Supervise supervise supervise. Let him drag a long line, and set up neighbors walking by so you can work on your recall.


----------



## selzer (May 7, 2005)

CrazyaboutGSDs, you are rationalizing your dog's very real behavior problems, and the dog will suffer if you do not get over it. 

The guy is a yayhoo and squirted your dog with a hose when it was barking. Why are you letting your dog bark at the neighbor to the extent that he has to turn a hose on him? But whatever, this does not explain the fact that the dog is aggressive to strangers when out walking with you on a lead. 

Your dog has a problem. Whoever is at fault for this is not the issue. It is your dog, and your problem. 

A dog that intensely dislikes someone because of an abusive behavior will move away from him, or will come up to a point and bark, hair sticking up, there may be other behaviors a dog will do prior to being forced to bite the guy, but jumping up and nailing the guy with no warning is not good -- I do not care about the hose. 

Your dog has just proved that he WILL bite humans. All dogs will given the proper circumstances, dogs that are seriously injured, dogs pushed too far. But your dog's boiling point has been tested and is really low. I think you have to use a three prong attack for this: management, leadership, and training. 

You need to manage the environment so that he is not able to bite another person and so that he is unable to aggress on the fenceline. Installing a second fence may work, but if he agresses behind the second fence, you will have to remove him from the situation. This may mean keeping him in and taking him out on a lead to potty. Allowing him to continue to agress like this will not allow you to move forward. 

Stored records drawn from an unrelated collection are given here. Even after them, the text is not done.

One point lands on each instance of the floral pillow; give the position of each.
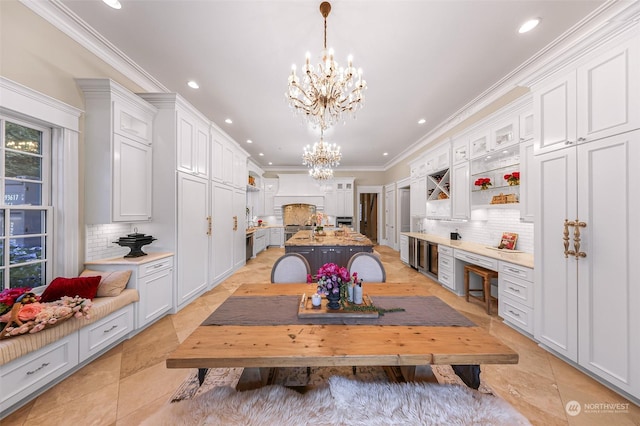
(84, 287)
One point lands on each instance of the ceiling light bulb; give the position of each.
(113, 3)
(529, 25)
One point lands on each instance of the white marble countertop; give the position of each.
(518, 258)
(150, 257)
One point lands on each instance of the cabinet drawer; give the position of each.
(99, 335)
(131, 123)
(516, 289)
(445, 263)
(445, 250)
(21, 377)
(514, 270)
(477, 259)
(516, 314)
(155, 266)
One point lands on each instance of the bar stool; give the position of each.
(486, 275)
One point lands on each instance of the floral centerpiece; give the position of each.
(483, 183)
(28, 315)
(512, 178)
(332, 281)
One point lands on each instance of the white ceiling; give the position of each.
(421, 59)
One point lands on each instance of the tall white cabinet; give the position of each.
(586, 233)
(118, 153)
(181, 192)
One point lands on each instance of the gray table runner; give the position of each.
(283, 310)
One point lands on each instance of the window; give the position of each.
(25, 212)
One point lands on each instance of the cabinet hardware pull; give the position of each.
(576, 239)
(46, 364)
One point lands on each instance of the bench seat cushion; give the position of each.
(18, 346)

You have used up your "he's never done anything like this before." If he bites another person, then you will have failed to manage him. How can you socialize him if you never let him near another person. I don't know, start with a muzzle I guess. I think that you can get to a point in leadership and training where the bond you have with your dog is strong enough for you to know whether or not he will be ok, but making the wrong decision can very well mean losing your dog. 

You need to be the leader of this dog. Jan Fennel has a good book on leadership, she has helped many aggressive dogs overcome their issues. With her method, you can remain positive throughout. 

Training will excersize your dogs mind and body and improve the bond between you. It will improve the level of confidence your dog has in you, It is a part of leadership, but worth its own line. You need to find a competant trainer or behaviorist. 

Your dog is literally a step away from the needle. You need to act radically to protect him.


----------



## Riley's Mom (Jun 7, 2007)

> Originally Posted By: ZeusGSDVillage code made me change my 6' shadowbox fence I wanted to put up along my sidewalk to a 4' picket.


Oh good grief! To be more concerned with a pretty fence that matches height of all those around you being more important than the safety of people? Your village idiots need some serious help!


----------



## Sashmom (Jun 5, 2002)

Im sorry this happened. When I first got Neek, at 3 and half yr old, he jumped on the fence everytime we went out. I didnt know much about him such as: he might JUMP the fence so.....I put him on a long leash even if he dragged it everytime we went out for 2 mo so I could correct him for jumping on the fence, we have a 6 ft fence but Ihave seen dogs around here *2* jump them so I didnt want to take any chances. he has since quit jumping on the fence. thats a relief! He knows he snt allowed to. NOW
hes a challenge but you have to keep on top of these males until they "get it". 

**they can learn, Neek only knew "sit" when he came here!! I think he does like learning new things as he gets a treat or lots of praise when he does it.


----------



## Freddy (Apr 23, 2009)

My first male GSD was all over the fence because of dog aggression. Your situation is different due to the people aggression, giving you more problems, and issues that could eventually lead to your dog being put down. 

First and foremost, you have to work on socialization, and leadership. Your dog must know you are in control and look to you for direction. He must also be comfortable around people, and you need to work toward a goal of being comfortable with someone approaching your on leash dog. 

In the town I live, there is a park that has a path that is a mile or so long. People go there to exercise and take their dogs with them. The difference I saw between this and a regular park was these people were moving at a pretty good clip, and their dogs were used to passing by other dogs. With no reactivity, my problem was solved. I still did not trust him off lead with strange dogs, but he loved playing with the Basset hound next door. 

When it came to fence aggression, I did resort to the cattle fence option since my dad worked at a dairy supply manufacturing company. I got a unit no charge (demo) and hooked it up. You have to let your neighbors know you are doing it since if they touch it, it will light them up! Trust me, I bumped into it while weed eating and got nailed. 

After my male got the shock a few times, I was able to turn the unit off and just leave the tape on the fence since it was white and clearly visible. 

As others have done, I can't stress enough how important it is for you to work with your dog and get him comfortable enough that this won't happen again.

Good luck!


----------



## Kayos and Havoc (Oct 17, 2002)

I am not a fan of electricty for aggression. If you cannot put up privacy fencing greater that 5 feet in front than put up 5 feet and about 2 ft behind that put up another 4 ft chain link. This acts as a buffer zone to keep hands out and dogs heads in. 

keep looking for a GOOD trainer and if you have drive it then do so. Pat Miller is in Maryland and I would go to see her.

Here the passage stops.